Les autres bénévoles venaient de sortir. Certains n'étaient même pas habillés, mais tous essayaient d'agir. Alors qu'ils tentaient de trouver une solution, quelque chose à faire, quelque chose qui pourrait les aider, n'importe quoi, les terroristes les remarquèrent enfin. Immédiatement, neuf fusils furent pointés sur eux. L'horreur continuait de se jouer autour d'eux, mais Loïc était dans un état second. Il n'entendait plus le sifflement des balles, il n'entendait plus les hurlements des femmes apeurées, ni ceux des enfants, ni ceux des hommes. Plus rien. Il ne voyait plus la terre rouge, il ne voyait plus les corps au sol, ni les fuyards, ni le feu. Plus rien.

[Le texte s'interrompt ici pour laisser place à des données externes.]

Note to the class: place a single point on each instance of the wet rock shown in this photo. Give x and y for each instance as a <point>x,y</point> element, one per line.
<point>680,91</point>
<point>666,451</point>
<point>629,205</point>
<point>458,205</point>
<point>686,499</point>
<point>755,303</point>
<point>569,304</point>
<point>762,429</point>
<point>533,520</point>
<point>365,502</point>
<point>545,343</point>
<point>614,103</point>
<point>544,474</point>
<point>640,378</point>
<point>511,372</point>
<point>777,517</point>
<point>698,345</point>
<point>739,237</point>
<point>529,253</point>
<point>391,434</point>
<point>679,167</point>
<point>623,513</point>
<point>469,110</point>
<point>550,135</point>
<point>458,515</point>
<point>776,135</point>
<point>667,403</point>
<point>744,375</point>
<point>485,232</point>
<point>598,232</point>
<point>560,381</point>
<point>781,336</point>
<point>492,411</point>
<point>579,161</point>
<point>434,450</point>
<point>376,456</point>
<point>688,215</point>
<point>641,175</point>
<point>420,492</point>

Tout ce qu'il voyait, c'était les mitraillettes qui le tenaient en joue, et il finit par entendre le sifflement des balles. Celui de celles qui venaient le toucher, le blesser.  Et soudainement, tout se remit en marche. Le bruit, les images, tout reprit vie, sauf lui. Lui, il tombait. Il tombait au milieu de tous les autres corps, des décombres du village. La douleur n'était même pas là, il ne ressentait plus rien.

Lui qui avait longtemps essayé de supprimer ses émotions pour se concentrer uniquement sur celles des autres, voilà mission accomplie. Malheureusement pour lui, il ne pouvait ressentir les sentiments des autres, son cerveau s'éteignait lentement.

Lorsque les autorités découvrirent les crimes perpétrés en ce village, ils ne retrouvèrent qu'un corps entier. Les habitants du hameau avaient été brûlés, les autres bénévoles avaient pu s'en sortir, bien que blessés. Mais les terroristes avaient laissé ce corps, cet unique corps blanc, pâle, comme un trophée. Sa famille fut prévenue, le pleura longuement, pleurant ce fils qu'ils avaient aimé mais que l'altruisme avait fini par tuer.